Ma le iniziative che sono state analizzate dimostrano un obiettivo diverso rispetto alla mera sensibilizzazione delle persone a una diversa alimentazione: un obiettivo coercitivo che renderebbe quelle che sono nulla più che visioni ideologiche delle vere e proprie diete di Stato. Per questo si deve tenere alta la guardia: benché, infatti, la maggior parte di queste proposte non abbia neanche visto iniziare il proprio esame parlamentare, c’è da evidenziare come alcune tra di esse siano invece diventate legge. E se si aggiunge questo elemento al fatto che il numero delle proposte in materia pare essere in costante aumento, e, ancora, al fatto che esse vantino una provenienza trasversale rispetto ai gruppi parlamentari, non è peregrino concludere che ci troviamo davanti a una tendenza politico-culturale generale da non sottovalutare.

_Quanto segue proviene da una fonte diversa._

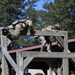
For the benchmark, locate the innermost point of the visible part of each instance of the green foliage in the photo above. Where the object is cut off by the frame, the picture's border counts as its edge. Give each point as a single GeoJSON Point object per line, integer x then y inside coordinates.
{"type": "Point", "coordinates": [9, 11]}
{"type": "Point", "coordinates": [62, 12]}
{"type": "Point", "coordinates": [59, 11]}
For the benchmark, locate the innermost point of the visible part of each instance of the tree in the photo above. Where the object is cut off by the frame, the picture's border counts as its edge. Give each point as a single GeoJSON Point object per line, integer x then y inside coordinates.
{"type": "Point", "coordinates": [62, 12]}
{"type": "Point", "coordinates": [39, 74]}
{"type": "Point", "coordinates": [9, 11]}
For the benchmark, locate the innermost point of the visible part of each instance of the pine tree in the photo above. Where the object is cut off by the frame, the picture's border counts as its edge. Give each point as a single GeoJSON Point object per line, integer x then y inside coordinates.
{"type": "Point", "coordinates": [62, 12]}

Perché tra queste proposte vi è certamente una differenza di merito e di grado di invasività, ma non di stima di una certa rilevanza dell’educazione di Stato e di disistima della capacità dei cittadini di regolarsi autonomamente in maniera responsabile. È dunque necessaria una vigorosa attitudine critica per evitare che il paternalismo di Stato, già presente in molti ambiti della nostra vita, pretenda di decidere anche cosa e quanto dobbiamo mangiare, trattandoci come bambini incapaci ancora di scegliere come nutrirci.